Зачем вообще сдался этот институт архангельскому самородку Рубцову? Да и ЦДЛ не был для него родным домом, куда уютнее он чувствовал себя в общежитии в компании Инны Лиснянской, для которой он остался в памяти как «щуплый, лысоватенький, чистый поэт Рубцов, пивший у меня чай с соленым огурцом». Оба писали стихи, были гонимы и хорошо понимали друг друга, обсуждая проблемы философского порядка: «И лишь в общежитии, где мы иногда расслаблялись с Рубцовым за чекушкой, я несколько успокаивалась и горячечно доказывала, что случай играет большую роль». На что Николай Рубцов отвечал: «Цепь нелепых случаев – и есть судьба». И разговоры продолжались: «Рубцов слушал внимательно, даже не перебивал, поднося ко рту стакан: “Поехали!” Я [успокаивалась] от того, что голос мой не замерзает и не дрожит»{684}, – вспоминала Инна Львовна Лиснянская.

Что касается Василия Фёдорова, то драку в ЦДЛ между ним и другим поэтом – Владимиром Павлиновым подробно описал в своих мемуарах Геннадий Красухин: «Павлинов ударил Фёдорова в лицо с такой силой, что тот покатился по залу и недвижно затих у чьих-то ног. На Павлинове повисло несколько официантов, он их стряхнул, они снова пытались повиснуть на нем. Вызвали милицию. Вызвали “скорую”. Фёдорова увезли. Павлинова и Жигулина увели и почти ночь продержали за решеткой»{685}. Анатолий Жигулин на беду оказался в тот вечер рядом.

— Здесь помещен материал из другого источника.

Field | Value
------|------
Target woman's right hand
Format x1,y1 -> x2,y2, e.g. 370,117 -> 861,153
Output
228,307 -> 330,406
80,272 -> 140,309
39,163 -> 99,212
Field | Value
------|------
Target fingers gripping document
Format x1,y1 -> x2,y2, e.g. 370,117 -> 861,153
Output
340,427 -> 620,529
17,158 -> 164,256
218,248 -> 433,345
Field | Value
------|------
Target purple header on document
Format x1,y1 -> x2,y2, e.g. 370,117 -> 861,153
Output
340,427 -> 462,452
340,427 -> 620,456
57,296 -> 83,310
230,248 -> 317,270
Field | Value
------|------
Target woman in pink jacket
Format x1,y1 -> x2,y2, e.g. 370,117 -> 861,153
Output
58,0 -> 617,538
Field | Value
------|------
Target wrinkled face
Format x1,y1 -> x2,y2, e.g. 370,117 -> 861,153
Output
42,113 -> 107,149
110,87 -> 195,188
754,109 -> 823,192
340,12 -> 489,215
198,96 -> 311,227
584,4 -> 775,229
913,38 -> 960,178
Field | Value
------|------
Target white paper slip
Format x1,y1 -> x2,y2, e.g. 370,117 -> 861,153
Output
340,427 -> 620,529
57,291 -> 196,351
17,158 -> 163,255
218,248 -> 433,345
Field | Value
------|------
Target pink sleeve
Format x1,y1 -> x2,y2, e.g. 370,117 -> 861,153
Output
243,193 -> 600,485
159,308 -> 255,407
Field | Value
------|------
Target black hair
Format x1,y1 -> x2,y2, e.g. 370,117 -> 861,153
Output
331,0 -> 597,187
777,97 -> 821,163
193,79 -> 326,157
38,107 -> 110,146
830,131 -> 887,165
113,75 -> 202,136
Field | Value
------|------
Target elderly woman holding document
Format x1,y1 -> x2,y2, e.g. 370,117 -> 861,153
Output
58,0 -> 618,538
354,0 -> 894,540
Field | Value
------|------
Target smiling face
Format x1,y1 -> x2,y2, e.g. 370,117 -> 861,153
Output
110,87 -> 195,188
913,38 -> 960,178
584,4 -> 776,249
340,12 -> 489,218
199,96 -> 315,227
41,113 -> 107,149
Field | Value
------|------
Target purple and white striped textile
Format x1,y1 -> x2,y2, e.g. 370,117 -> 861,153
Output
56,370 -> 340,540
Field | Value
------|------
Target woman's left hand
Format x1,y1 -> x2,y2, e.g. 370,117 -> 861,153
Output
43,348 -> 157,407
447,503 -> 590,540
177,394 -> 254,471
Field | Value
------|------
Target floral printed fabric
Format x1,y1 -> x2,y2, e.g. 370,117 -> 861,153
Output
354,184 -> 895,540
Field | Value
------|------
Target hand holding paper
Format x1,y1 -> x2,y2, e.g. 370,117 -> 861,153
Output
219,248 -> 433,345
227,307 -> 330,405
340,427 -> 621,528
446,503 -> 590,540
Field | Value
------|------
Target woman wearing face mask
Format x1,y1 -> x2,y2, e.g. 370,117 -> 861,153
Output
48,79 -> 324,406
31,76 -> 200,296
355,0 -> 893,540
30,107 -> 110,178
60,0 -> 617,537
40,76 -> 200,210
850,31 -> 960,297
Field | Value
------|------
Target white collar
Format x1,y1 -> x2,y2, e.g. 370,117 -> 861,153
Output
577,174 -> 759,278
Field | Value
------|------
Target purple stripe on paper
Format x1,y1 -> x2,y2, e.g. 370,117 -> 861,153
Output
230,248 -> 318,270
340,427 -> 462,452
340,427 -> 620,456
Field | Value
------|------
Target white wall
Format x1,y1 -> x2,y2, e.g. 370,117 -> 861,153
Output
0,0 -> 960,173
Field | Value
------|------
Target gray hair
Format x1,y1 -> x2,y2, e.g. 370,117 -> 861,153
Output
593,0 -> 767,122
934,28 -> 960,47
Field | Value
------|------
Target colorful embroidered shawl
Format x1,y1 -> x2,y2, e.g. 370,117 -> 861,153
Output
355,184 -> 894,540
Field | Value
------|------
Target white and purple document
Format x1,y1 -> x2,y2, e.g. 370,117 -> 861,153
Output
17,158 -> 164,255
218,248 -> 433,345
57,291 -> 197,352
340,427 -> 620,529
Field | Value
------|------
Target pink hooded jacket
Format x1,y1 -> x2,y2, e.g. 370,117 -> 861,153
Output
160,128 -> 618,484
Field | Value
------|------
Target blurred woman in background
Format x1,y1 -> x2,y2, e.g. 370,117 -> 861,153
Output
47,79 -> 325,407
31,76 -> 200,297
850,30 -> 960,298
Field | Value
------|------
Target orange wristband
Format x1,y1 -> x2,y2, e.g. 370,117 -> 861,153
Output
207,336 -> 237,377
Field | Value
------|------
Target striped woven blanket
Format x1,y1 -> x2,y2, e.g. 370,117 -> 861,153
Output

А обеды и ужины в ресторане оканчивались непредсказуемо не только для студентов, но и полноправных членов Союза писателей. Например, в 1962 году откушавшие литераторы надумали… ехать на Кубу. Ну не устраивал их свой московский «остров свободы» – захотелось к Фиделю Кастро в гости, на подмогу. В тот вечер за одним столом судьба свела Евгения Евтушенко, Владимира Солоухина, Инну Гофф и Константина Ваншенкина. Сидели хорошо. Выпили изрядно, потому и трудно установить теперь, кому первому пришла в голову идея записаться добровольцами, чтобы защищать кубинскую революцию.

«Выпили еще, – припоминает один из ужинавших, – за успех нашего дела и отправились дружно в соседнее почтовое отделение Г-69 по улице Воровского. Солоухин заполнял телеграфный бланк, остальные подсказывали. “Дорогой Никита Сергеевич”… Вариантов было много, он вставлял, зачеркивал. Инну, как женщину, не включили, оставили у очага. Наконец подали бланк в окошко.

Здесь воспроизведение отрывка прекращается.